多分あと少し遠くにいたら聞こえなかった。
それくらい小さな消え入りそうな声。
だけど確かに耳に届いて俺の心臓を揺らした。

嫌いになんて、なれるわけがなかった。






ピンポーン、


どれくらい時間が経っただろう。
なまえはまだ眠っていて、外が少しずつ暗くなってきた頃にインターホンが鳴った。
勝手に出ていいものか悩んでいるうちにもう一度ピンポン、と呼び出されてとりあえず玄関に向かう。

宅配便だったらサインでいいかな、俺の字でもまぁ大丈夫だろう、多分。
それか江ちゃんがやっぱり来てくれたとかだろうか。
考えを巡らせながら「はい」と応答した、けれど返事がない。
聞こえなかったのだろうか。
不思議に思ってドアスコープを覗くと、そこには全く予想していなかった人物が立っていた。

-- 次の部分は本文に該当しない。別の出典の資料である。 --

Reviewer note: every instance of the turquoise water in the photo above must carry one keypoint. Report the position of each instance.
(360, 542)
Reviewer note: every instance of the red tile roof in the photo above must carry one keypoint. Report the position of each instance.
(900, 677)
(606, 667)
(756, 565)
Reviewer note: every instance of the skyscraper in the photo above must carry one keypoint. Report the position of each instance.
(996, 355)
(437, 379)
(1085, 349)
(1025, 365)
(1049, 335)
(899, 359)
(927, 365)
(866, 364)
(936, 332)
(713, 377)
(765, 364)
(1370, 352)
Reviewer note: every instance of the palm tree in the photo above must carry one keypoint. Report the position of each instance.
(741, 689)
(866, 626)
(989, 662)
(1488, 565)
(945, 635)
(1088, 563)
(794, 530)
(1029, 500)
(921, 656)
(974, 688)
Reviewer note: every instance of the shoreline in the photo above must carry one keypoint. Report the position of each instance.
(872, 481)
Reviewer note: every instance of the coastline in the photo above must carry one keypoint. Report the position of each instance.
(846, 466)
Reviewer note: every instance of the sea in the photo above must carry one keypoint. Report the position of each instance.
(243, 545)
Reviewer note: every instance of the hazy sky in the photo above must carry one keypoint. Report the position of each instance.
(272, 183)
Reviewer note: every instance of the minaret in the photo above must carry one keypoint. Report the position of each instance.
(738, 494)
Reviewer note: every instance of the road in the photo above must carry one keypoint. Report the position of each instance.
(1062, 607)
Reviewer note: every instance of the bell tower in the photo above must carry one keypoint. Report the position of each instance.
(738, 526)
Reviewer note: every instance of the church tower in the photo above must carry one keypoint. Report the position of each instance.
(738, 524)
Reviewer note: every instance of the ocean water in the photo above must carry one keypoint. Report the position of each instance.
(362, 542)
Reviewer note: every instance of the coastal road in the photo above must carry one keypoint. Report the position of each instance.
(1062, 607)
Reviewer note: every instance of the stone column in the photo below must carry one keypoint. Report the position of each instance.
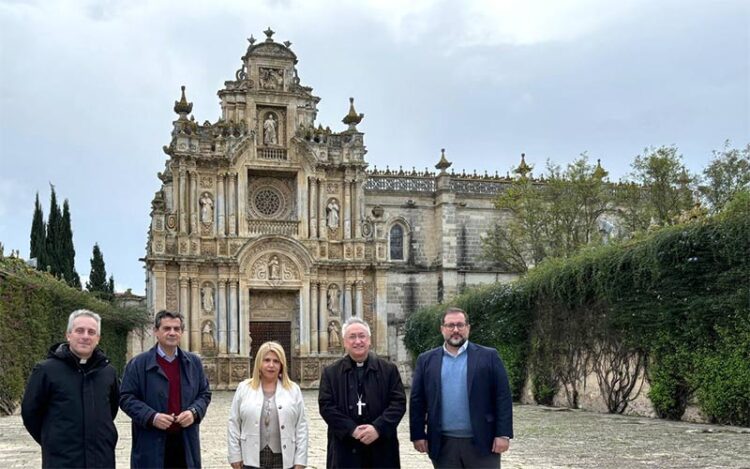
(194, 206)
(304, 320)
(244, 326)
(356, 208)
(195, 314)
(381, 312)
(221, 225)
(232, 204)
(221, 316)
(347, 210)
(314, 317)
(323, 317)
(241, 202)
(358, 306)
(347, 313)
(322, 196)
(159, 296)
(233, 342)
(181, 205)
(313, 207)
(185, 311)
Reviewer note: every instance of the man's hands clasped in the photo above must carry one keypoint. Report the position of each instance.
(164, 421)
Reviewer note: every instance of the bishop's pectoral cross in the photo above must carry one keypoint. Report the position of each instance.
(360, 404)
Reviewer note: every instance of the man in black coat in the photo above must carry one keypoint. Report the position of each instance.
(71, 399)
(362, 400)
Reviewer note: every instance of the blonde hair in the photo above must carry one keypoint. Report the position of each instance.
(276, 348)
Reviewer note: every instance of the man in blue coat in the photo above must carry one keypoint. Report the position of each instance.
(461, 410)
(166, 394)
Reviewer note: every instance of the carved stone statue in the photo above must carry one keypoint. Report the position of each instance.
(332, 219)
(269, 130)
(271, 78)
(207, 208)
(274, 268)
(249, 344)
(207, 336)
(207, 298)
(333, 300)
(334, 336)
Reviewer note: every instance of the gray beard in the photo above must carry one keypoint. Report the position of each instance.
(457, 342)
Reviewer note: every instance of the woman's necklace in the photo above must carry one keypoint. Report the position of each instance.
(267, 407)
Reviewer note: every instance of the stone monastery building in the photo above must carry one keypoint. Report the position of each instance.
(269, 226)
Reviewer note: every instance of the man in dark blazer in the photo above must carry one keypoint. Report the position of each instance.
(166, 394)
(362, 400)
(461, 411)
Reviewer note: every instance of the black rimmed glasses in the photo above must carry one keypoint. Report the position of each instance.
(455, 325)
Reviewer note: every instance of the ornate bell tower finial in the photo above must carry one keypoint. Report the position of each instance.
(182, 107)
(352, 118)
(523, 169)
(443, 164)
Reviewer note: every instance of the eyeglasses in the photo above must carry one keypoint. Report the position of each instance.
(353, 337)
(458, 325)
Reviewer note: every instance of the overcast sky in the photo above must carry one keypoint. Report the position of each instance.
(87, 89)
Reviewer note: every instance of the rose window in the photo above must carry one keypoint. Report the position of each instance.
(267, 202)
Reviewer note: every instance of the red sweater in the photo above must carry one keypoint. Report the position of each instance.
(174, 402)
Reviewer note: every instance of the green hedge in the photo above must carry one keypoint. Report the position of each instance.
(34, 309)
(674, 304)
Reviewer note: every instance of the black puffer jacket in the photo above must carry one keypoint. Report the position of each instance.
(69, 409)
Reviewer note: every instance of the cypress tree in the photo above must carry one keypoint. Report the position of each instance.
(97, 282)
(67, 250)
(54, 220)
(38, 242)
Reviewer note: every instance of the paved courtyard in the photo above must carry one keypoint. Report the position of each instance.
(544, 439)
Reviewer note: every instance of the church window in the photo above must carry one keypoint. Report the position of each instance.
(397, 242)
(267, 202)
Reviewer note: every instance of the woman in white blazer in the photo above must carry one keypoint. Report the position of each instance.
(267, 426)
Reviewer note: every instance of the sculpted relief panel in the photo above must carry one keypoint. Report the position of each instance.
(272, 305)
(274, 268)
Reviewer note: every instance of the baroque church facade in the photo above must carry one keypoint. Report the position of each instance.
(268, 226)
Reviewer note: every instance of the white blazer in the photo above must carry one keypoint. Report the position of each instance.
(243, 429)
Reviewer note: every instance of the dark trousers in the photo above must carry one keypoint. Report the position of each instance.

扉を開けようか、だけどここで彼と鉢合わせするのはあまり良くない気がする。
やましいことなんて何もないのだけれど躊躇していたら、なまえの部屋のほうから携帯電話の着信音がした。

まさか、ともう一度外の様子を見たら案の定だ。
みょうじ家の前に立っていた山崎くんが、携帯で誰かに電話をかけていた。
慌てて扉を開けたら山崎くんが驚いたようにこっちを見る。

「橘?」
「あの、悪いけど今なまえ寝てるから電話切ってもらえるかな」
「は…?」

簡潔に伝えたらめちゃくちゃ怪訝な顔をされたけれど電話は切ってくれた。

「…知らない男の声かと思ったらなんで橘がいるんだ」
「ちょっと訳ありで。なまえ、体調崩して親御さんいないから様子見てくれって江ちゃんに頼まれて」

多分山崎くんは「なんでお前が」って思っている、そう顔に書いてある。

「体調崩したって、大丈夫なのか」
「風邪だと思う。薬飲んで寝てる」
「…そうか」

わかりやすくホッとしたような表情。
山崎くんはなまえのことが大事で心配で仕方ないのだろう。

ぐっと唇を噛みしめたところで、とんとんと階段を下りてくる足音がして振り返る。
なまえが手にペットボトルのポカリと携帯を持って降りてきた。
さっきの電話で起きてしまったのだろう。
顔色は大分良くなっていた。

「…え、宗介?どうしたの…?」
「悪い、寝てたんだってな。体調どうだ」
「大丈夫だよ、朝けっこうしんどかったんだけど」

……二人が一緒にいるときに感じる疎外感みたいなものは何度経験しても慣れない。
心なしかなまえと山崎くんの空気が以前よりも柔らかくなっていて自然体で、前はあんなにギスギスしていたのに。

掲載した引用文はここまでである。